The Rise of Football Sabermetrics?
I don’t hate sabermetrics like some purists do. I think numerical analysis gives scouts, general managers and coaches another tool to evaluate a players potential. Several baseball teams live and die by it. The Boston Red Sox won World Series based on a sabermetrics philosophy. The Oakland Athletics continuously try to build and it they have been moderately successful.
In football, especially the pros, there is a rise in sabermetric stats but mostly it is the province of website weekend warriors. I’ve read various stats on different blogs that try to put a numerical value on a player or team’s production. The writers then try to use the numbers to project a player or team’s future production.
Unlike baseball, I’ve yet to read where scouts and personnel evaluators use the numbers. Scouts and coaches will admit nothing tells more about a player than game day film. So many aspects of football can’t be measured and boiled down to a number.
Combine stats are usually overrated but are gobbled up by fans and the media. Teams are more interested in letting doctors, shrinks and other people interview and examine a player at the Combine. A team already has a pretty good idea of a player’s time and strength numbers. At the Combine, they just want to verify what they already know or start looking at the player’s mental make up. They’ve had a whole college career of game film to study.

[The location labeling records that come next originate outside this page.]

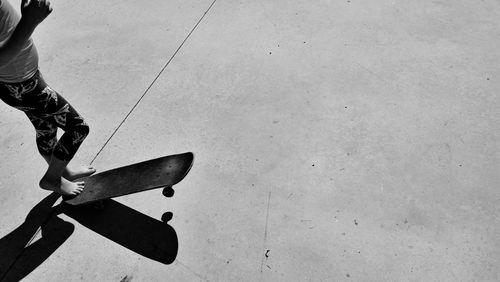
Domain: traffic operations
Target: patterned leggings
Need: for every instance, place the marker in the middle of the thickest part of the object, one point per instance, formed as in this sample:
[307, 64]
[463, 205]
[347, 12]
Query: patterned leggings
[47, 110]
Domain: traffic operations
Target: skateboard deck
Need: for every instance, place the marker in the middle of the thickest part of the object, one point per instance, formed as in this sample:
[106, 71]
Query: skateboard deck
[161, 172]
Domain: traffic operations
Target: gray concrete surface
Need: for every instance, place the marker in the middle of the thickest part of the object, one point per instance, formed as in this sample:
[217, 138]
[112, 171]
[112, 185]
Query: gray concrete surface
[334, 140]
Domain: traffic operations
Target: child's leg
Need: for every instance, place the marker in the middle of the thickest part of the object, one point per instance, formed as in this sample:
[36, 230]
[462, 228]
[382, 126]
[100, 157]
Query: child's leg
[59, 113]
[46, 140]
[48, 110]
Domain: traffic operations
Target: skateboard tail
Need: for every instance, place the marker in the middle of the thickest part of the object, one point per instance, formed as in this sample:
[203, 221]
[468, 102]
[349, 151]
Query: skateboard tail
[161, 172]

College pro days are also vastly overrated. Teams show up not to see the star players trying out but to take a look at other players that didn’t get a combine invite. Media and fans fawned over Colt McCoy’s perfect or near perfect completion rate at the Longhorn’s pro day. Coaches and scouts could have cared less. He was throwing in a controlled environment to his own receivers and not chased by a certain Nebraska defensive tackle. The game film of McCoy’s years as the Texas start will weigh more than all the stats of pro days and combines one can imagine.
The same was said of Tim Tebow’s throwing transformation after he changed his mechanics. Other than Josh McDaniels, no one was buying it. I read a quote in Pro Football Weekly from Mike Holmgren in which basically he said it is one thing to change mechanics but he feared Tebow would revert to old habits during game pressure in the NFL. He played one style his career at Florida and he can’t change easily in on off season. Yet McDaniels is banking on it. I’m guessing McDaniels will be unemployed in two seasons.
I just don’t see a switch to a numbers based scouting system in the NFL. There are just to many variables that go into evaluating a player. No one system will be able to capture what coaches are looking for. I’m not saying it can’t be done. Somebody might come up with a few stats that teams can use to filter out players and make the process more efficient. However, I don’t think football scouting will ever be replaced by a numbers game. Sometimes there is just as much art as science to evaluating a player.